We urge the House and Senate to look hard at changes to what is almost their single constructive achievement in all of last year.
The Town Talk says state workers and Louisiana both benefit from proposed retirement changes:
If you really want to scare an older, long-time employees talk about changing their retirement plan.
That’s why Cindy Rougeou, executive director of the Louisiana State Employees Retirement System (LASARS), has been making the rounds to get the word out about their proposal, Senate Bill 14, to change the retirement system for the majority of future state employees.
First, before any current and long-time state employees see this and panic, Rougeou stressed the new plan is for new hires starting in 2020, not existing employees. While some employees would have the option to move to the new plan if it is a better fit for them, current state workers can keep the plan they are on now.
With that disclaimer out of the way, why are they talking about changing the system in the first place? The main reason is that those long-term state employees are now more the exception than the rule. Years ago, when the retirement plan was first created, the goal was to create a system for career workers — employees who would work for 30 or more years. But that’s not the way the current workforce operates, Rougeou explained.
She said that since 2005 they have seen increased turnover rates in basic state jobs. As a result, under the current plan only 5 percent of workers are projected to get their full benefit. A staggering 70 percent could earn no benefit at all because they don’t stay on the job 5 years, the time it takes to become fully vested. Employees who leave before hitting their 5-year anniversary date get back what they put in, but they don’t get any of the interest earned or the state contribution.
Under the current system, which features a defined-benefit plan, employees pay in a percentage of their salary and the state pays in a percentage with a set payout at retirement age. Under the proposed change, the defined-benefit plan stays in place, but it is only part of the equation. In addition would be a new 401(k) plan that employees would have control over. And, that part of the plan would be portable, so if a worker leaves after only a few years they still have something to show for their time beyond what they paid in.
We like this plan for a number of reasons. First, the “hybrid” approach as it is called is more in-line with what workers see in the private sector. Most non-government employees have a combination, or hybrid plan, that is part defined-benefit plan, i.e. Social Security, and part employer-provided plan, which typically means a 401(k) account the employee can self-direct based on their investment preferences. That’s exactly the structure proposed in SB 14.
Second, the new plan approach addresses a major issue the state currently faces with unfunded liabilities. In the past, the state has chosen to spend some of the money that should have been set aside to pay for pension payouts on other things. That created a monetary hole that now has to be filled.
As the Public Affairs Research Council notes in their support of SB 14, “The main problems with the current retirement system stem from inadequately funding it on the front end, which results in a long and large accumulation of liabilities. This new plan is a chance to get it right and to fully pay the true costs of a retirement plan as we go rather than later when it will be more expensive.”

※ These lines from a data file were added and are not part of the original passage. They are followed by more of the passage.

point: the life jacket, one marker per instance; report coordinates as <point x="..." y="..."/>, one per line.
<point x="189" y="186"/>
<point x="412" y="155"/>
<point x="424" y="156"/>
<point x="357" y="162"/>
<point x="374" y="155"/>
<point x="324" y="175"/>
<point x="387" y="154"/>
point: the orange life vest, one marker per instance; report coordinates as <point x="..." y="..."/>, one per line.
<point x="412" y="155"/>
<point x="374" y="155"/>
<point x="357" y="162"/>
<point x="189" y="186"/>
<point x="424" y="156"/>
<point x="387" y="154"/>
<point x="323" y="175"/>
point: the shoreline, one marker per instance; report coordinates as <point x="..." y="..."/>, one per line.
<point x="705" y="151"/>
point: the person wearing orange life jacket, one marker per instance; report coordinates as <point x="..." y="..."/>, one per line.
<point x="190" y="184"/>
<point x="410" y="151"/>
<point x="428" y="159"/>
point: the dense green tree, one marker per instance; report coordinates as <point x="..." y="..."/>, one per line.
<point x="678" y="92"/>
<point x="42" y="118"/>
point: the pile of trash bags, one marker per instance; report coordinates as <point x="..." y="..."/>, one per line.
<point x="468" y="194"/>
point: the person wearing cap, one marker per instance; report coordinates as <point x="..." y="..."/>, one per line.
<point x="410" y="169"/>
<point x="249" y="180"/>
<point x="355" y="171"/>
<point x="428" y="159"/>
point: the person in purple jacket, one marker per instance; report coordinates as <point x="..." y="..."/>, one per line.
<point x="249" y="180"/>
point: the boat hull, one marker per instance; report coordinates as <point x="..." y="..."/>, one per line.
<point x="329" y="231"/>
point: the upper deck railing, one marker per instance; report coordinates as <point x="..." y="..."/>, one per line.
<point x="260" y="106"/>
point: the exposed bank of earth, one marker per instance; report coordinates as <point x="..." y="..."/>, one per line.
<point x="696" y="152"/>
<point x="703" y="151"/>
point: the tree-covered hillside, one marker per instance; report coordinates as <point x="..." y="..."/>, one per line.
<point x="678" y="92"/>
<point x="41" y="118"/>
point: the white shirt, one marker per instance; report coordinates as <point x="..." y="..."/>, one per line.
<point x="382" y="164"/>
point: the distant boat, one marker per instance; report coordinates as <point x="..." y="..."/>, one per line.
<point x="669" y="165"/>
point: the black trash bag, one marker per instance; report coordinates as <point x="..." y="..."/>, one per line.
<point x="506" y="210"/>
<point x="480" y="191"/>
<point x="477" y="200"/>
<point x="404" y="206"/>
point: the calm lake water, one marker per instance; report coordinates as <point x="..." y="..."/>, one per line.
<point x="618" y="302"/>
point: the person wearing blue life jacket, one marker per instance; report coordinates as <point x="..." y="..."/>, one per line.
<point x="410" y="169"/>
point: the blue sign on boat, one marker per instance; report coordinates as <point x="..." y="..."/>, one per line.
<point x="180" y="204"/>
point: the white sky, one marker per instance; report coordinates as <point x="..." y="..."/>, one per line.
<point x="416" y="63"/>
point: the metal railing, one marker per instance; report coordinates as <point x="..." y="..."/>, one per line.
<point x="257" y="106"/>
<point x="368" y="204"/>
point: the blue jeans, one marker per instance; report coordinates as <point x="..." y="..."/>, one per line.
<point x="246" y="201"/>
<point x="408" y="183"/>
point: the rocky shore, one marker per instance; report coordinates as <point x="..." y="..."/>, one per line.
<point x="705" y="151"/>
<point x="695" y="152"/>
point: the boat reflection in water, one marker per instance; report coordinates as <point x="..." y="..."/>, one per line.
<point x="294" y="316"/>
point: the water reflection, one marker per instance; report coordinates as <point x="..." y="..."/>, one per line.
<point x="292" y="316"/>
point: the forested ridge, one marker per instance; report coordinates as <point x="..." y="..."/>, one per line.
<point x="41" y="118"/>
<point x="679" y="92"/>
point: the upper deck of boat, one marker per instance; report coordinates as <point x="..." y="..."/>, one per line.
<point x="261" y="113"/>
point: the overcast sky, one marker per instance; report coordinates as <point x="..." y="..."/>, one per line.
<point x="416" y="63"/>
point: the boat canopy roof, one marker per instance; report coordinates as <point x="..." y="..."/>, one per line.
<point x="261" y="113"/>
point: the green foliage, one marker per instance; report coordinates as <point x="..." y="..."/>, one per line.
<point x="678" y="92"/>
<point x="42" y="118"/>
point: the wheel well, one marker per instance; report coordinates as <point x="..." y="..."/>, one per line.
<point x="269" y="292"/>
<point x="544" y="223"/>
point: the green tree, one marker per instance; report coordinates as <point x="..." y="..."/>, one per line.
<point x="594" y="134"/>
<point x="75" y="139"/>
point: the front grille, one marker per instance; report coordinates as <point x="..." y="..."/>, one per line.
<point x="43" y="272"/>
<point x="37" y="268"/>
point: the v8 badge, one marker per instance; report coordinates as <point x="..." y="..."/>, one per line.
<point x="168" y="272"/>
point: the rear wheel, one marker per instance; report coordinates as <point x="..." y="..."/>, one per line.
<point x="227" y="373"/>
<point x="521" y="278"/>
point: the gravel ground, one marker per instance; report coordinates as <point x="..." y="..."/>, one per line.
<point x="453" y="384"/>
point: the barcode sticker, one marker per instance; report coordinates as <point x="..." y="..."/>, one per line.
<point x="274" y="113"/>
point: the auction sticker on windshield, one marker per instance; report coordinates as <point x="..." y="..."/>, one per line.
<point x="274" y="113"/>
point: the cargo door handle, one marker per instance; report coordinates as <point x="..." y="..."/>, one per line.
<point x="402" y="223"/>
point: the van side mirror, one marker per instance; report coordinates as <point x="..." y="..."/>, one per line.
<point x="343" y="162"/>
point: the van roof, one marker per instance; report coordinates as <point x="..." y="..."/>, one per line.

Another benefit is a planned approach to providing cost-of-living adjustments, or COLAs. Under the current plan, a number of milestones have to be met to trigger a COLA payment, which means they may or may not happen. Retirees certainly can’t count on one. Under the new plan, a COLA would be budgeted every other year, which means those retirees on a fixed income can plan and better manage their finances.
From our perspective, the plan makes good sense for everybody. It better serves the current workforce without penalizing current long-term career employees, it offers better stability for financial planning for retirees and it addresses the current unfunded liability issue, which makes it a better solution for taxpayers.